Experts warn of double trouble
FE Report | Wednesday, 30 April 2014
The leading bankers, economists and experts of the country Tuesday suggested ensuring deeper understanding among the South Asian countries to face challenges posed by external sector openness.
The suggestion came at a SAARCFINANCE seminar on 'Management of External Sector Openness - South Asian Country Experiences' organised by the Bangladesh Bank (BB) at a city hotel on Tuesday.
They said the dependence on external private flows to finance investment and accelerate economic growth was fraught with many risks.
"Excessive dependence on external financial flows exposes an economy to the double jeopardy of an exchange rate crisis and a financial sector crisis which reinforces each other and causes a vicious spiral," ABM Azizul Islam, former adviser of the caretaker government, said while addressing the seminar as a keynote speaker.
Short-term capital flows such as portfolio and equity investments and bank debt do not have a significant effect on growth and, in fact, have sizable adverse effect in times of crisis and more so in countries with weaker institutions, the senior economist added.
"In recent times some efforts are being apparently made to attract non-foreign direct investment (FDI) flows. Here it would be worth reminding that the East-Asian economic crises of 1997-1998 were substantially triggered by dramatic reversal of these flows which had earlier contributed to accelerate growth," he noted.
Five East Asian countries-Indonesia, Malaysia, the Philippines, the Republic of Korea and Thailand-received a staggering net inflow of bank credit amounting to $56 billion and portfolio equity amounting to $12 billion in 1996, followed by net outflows of $27 billion and $4.0 billion respectively in 1997 leading to a significant negative growth in gross domestic product (GDP) in 1998, according to Mr. Islam.
"Very recently a number of developing countries including India faced large outflows," the former adviser explained.
"So the question is: to what extent should South Asian countries liberalise their capital account policy regimes and how to balance the potential trade-off between higher growth and greater instability?"
Addressing the seminar as the chief guest, BB Governor Atiur Rahman said such region-wide forging and deepening of contacts for mutual learning and experience sharing were indeed the building blocks of regional integration.
"Regional integration initiatives shore up defences against external instability, putting up a collective front as a single large economic region," the central bank chief said.
While the instability risks could be particularly severe for smaller open economies, even the larger economies with deep, large domestic markets were far from immune, as seen in the last global financial crisis, the BB governor observed.
"We in the SAARCFINANCE member economies are managing our external sector openness in trade and investment flows striking a careful balance between the imperatives of promoting growth and safeguarding macroeconomic and financial sector stability," Dr. Rahman noted.
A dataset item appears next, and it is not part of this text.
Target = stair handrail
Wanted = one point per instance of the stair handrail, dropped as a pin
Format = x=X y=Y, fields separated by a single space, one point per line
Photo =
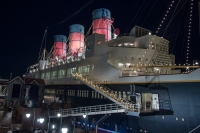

He also said openness to global capital flows likewise spurs growth by attracting investment inflows, but at the same time heightens instability risks from volatile trends of global capital flows arising both from speculative position taking and from spillovers of persistent imbalances in major economies.
"External opening up also poses new demands on approaches in safeguarding of monetary and financial stability," the BB governor observed.
Mr Allah Malik Kazemi, change management adviser of the BB, said openness was very vital for boosting the country's overall business activities amid some risks.
Mr Kazemi also said the readymade garment (RMG) sector of Bangladesh had expanded by taking the advantage of external trade openness.
"We need deeper understanding for taking better decisions on stability and adjustment of challenges posed by the external openness," the senior central banker told the FE while explaining the main objective of the seminar.
Among others, Mr Abu Hena Mohammad Razee Hassan, deputy governor of the BB, and Mr Akhtaruzzaman, economic adviser of the central bank, spoke on the occasion.
The SAARCFINANCE was formed in October 1998 as a network of central bank governors and finance secretaries of the SAARC countries-Bangladesh, Bhutan, India, the Maldives, Nepal, Pakistan, Afghanistan and Sri Lanka.
It is now working to promote cooperation, research, training and exchange of ideas and information on economic and financial issues among its member countries.